Locus control region

A locus control region is a long-range cis-regulatory element that enhances expression of linked genes at distal chromatin sites. It functions in a copy number-dependent manner and is tissue-specific, as seen in the selective expression of β-globin genes in erythroid cells. Expression levels of genes can be modified by the LCR and gene-proximal elements, such as promoters, enhancers, and silencers. The LCR functions by recruiting chromatin-modifying, coactivator, and transcription complexes. Its sequence is conserved in many vertebrates, and conservation of specific sites may suggest importance in function. It has been compared to a super-enhancer as both perform long-range cis regulation via recruitment of the transcription complex.

History

The β-globin LCR was identified over 20 years ago in studies of transgenic mice. These studies determined that the LCR was required for normal regulation of beta-globin gene expression. Evidence of the presence of this additional regulatory element came from a group of patients that lacked a 20 kb region upstream of the β-globin cluster that was vital for expression of any of the β-globin genes. Even though all of the genes themselves and the other regulatory elements were intact, without this domain, none of the genes in the β-globin cluster were expressed.

Examples

Although the name implies that the LCR is limited to a single region, this implication only applies to the β-globin LCR. Other studies have found that a single LCR can be distributed in multiple areas around and inside the genes it controls.

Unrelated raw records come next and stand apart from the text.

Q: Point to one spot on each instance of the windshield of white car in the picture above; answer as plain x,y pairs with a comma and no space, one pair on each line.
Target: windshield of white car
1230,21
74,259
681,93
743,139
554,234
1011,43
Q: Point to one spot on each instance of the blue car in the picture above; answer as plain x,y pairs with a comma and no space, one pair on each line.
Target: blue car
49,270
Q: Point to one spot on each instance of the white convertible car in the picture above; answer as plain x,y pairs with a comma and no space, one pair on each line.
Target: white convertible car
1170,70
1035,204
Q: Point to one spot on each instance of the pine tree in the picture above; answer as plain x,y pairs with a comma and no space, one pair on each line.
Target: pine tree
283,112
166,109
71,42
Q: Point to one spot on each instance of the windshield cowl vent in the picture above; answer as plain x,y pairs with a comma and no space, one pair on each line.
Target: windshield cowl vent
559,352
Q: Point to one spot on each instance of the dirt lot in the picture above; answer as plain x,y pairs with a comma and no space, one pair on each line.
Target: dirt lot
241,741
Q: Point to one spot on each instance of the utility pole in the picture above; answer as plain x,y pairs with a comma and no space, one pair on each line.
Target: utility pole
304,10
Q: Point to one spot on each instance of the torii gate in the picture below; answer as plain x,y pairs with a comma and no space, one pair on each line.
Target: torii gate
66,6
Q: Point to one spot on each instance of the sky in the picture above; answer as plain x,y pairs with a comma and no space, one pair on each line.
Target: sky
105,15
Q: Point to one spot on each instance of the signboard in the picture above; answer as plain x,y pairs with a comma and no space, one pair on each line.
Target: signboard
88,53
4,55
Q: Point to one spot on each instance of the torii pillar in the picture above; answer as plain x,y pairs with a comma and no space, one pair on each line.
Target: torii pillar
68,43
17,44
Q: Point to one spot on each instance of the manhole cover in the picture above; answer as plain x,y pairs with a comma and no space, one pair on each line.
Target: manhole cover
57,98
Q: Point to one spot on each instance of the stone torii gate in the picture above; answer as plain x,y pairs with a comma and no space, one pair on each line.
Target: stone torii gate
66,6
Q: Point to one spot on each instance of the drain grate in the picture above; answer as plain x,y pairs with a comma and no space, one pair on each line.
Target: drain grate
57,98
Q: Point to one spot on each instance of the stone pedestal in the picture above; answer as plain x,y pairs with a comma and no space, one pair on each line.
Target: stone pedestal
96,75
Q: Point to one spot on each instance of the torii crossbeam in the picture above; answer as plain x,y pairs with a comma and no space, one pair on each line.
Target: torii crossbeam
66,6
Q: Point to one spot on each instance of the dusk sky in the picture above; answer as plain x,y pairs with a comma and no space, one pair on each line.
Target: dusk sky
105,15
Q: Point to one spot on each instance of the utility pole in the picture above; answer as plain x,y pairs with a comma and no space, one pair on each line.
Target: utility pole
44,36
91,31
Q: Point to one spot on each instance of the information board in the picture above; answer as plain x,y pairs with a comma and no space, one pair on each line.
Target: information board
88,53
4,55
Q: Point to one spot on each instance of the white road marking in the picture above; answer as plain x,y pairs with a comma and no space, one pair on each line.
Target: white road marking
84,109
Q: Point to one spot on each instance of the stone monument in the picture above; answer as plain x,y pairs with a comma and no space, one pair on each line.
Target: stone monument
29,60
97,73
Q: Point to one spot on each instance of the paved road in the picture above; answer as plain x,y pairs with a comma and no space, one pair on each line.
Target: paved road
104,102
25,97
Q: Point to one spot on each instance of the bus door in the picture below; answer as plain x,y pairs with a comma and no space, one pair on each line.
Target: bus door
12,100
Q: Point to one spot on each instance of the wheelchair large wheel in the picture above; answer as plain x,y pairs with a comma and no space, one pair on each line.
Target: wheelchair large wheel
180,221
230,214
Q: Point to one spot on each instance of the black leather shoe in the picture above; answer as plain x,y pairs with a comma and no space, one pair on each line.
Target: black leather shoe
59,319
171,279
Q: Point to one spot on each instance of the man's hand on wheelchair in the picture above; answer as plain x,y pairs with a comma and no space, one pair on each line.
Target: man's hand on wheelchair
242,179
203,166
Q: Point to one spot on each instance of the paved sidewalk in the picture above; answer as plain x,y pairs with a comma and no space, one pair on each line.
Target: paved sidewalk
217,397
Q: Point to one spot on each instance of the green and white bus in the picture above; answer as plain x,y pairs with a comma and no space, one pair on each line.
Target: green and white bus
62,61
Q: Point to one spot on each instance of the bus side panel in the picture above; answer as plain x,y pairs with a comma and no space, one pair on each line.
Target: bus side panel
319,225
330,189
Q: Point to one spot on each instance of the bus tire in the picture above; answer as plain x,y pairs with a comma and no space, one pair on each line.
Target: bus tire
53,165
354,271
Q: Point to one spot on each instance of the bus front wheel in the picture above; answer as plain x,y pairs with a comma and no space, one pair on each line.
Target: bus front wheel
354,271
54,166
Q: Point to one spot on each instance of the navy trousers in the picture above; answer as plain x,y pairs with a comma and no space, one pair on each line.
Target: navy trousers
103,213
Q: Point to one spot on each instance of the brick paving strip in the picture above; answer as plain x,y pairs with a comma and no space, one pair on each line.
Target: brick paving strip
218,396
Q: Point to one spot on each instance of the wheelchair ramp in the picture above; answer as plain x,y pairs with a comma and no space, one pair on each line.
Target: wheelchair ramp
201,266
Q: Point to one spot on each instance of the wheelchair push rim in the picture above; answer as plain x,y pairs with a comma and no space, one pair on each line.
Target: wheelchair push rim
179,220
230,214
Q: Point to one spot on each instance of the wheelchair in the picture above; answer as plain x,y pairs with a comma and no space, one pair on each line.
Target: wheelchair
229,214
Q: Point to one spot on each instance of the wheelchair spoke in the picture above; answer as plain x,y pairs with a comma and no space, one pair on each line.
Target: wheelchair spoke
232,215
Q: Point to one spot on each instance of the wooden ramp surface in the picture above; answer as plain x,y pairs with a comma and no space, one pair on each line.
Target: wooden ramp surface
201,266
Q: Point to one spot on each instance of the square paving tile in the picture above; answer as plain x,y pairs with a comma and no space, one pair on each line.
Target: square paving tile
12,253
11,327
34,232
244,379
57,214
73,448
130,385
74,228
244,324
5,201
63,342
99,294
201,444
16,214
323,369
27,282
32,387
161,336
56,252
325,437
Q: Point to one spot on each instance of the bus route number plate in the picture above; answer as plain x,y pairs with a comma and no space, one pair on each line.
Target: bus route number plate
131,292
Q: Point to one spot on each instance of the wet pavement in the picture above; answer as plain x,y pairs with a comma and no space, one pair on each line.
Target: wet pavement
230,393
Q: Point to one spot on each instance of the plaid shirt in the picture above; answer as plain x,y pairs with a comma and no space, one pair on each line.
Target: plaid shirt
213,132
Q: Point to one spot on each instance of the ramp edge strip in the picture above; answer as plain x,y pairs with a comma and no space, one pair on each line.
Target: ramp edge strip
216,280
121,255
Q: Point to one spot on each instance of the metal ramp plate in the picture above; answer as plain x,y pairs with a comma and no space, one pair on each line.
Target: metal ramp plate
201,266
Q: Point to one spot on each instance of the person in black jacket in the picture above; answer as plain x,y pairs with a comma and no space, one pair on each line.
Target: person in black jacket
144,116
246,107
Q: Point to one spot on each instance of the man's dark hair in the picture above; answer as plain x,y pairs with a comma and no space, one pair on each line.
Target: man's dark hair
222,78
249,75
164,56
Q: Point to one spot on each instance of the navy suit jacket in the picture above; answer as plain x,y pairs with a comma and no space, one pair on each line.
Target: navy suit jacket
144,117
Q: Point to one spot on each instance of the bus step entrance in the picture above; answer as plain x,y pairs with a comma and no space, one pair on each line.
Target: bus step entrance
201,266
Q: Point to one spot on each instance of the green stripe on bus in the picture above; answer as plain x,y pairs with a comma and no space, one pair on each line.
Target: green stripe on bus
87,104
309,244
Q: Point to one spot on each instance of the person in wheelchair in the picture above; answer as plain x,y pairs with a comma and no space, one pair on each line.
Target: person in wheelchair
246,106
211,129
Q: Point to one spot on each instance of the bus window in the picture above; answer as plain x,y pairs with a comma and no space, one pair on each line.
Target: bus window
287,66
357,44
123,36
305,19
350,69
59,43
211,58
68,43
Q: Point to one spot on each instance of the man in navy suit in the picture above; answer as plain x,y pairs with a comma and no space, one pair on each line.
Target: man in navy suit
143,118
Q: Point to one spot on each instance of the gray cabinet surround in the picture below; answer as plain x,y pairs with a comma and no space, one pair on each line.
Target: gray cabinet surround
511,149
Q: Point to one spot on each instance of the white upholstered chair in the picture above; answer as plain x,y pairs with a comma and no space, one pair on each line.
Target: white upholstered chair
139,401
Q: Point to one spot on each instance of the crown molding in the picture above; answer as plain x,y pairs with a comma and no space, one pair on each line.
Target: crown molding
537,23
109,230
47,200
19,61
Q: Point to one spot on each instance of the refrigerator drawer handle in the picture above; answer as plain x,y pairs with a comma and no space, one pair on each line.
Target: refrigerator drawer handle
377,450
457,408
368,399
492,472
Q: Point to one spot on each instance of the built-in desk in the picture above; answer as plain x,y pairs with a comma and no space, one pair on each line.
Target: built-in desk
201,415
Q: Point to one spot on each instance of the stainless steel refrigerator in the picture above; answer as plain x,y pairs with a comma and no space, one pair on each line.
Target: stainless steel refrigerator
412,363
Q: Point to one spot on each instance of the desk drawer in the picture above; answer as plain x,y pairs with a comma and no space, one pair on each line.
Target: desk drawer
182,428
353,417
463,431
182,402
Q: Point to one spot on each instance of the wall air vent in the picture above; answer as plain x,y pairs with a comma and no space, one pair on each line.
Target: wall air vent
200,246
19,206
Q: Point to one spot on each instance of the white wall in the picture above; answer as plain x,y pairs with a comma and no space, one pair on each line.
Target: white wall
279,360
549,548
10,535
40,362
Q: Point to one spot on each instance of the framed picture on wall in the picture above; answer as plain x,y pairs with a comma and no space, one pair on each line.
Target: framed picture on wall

The β-globin LCR in mice and humans is found 6–22 kb upstream of the first globin gene. It controls the following genes:

HBE1, hemoglobin subunit epsilon
HBG2, hemoglobin subunit gamma-2
HBG1, hemoglobin subunit gamma-1
HBD, hemoglobin subunit delta
HBB, hemoglobin subunit beta

There is an opsin LCR controlling the expression of OPN1LW and the first copies of OPN1MW on the human X chromosome, upstream of these genes. A dysfunctional LCR can cause loss of expression of both opsins, leading to blue cone monochromacy. This LCR is also conserved in teleost fishes including zebrafish.
As of 2002, there are 21 LCR areas known in human. As of 2019, 11 human LCRs are recorded in the NCBI database.

Proposed models of LCR function

Although studies have been conducted to attempt to identify a model of how the LCR functions, evidence for the following models is not strongly supported or precluded.

Looping model

Transcription factors bind to hypersensitive site cores and cause the LCR to form a loop that can interact with the promoter of the gene it regulates.

Tracking model

Transcription factors bind to the LCR to form a complex. The complex moves along the DNA helix until it can bind to the promoter of the gene it regulates. Once bound, the transcriptional apparatus increases gene expression.

Facilitated tracking model

This hypothesis combines the looping and tracking models, suggesting that the transcription factors bind to the LCR to form a loop, which then seeks and binds to the promoter of the gene it regulates.

Linking model

Transcription factors bind to DNA from the LCR to the promoter in an orderly fashion using non-DNA-binding proteins and chromatin modifiers. This changes chromatin conformation to expose the transcriptional domain.

Diseases related to the LCR

Studies in transgenic mice have shown that deletion of the β-globin LCR causes the region of chromosome to condense into a heterochromatic state. This leads to decreased expression of β-globin genes, which can cause β-thalassemia in humans and mice.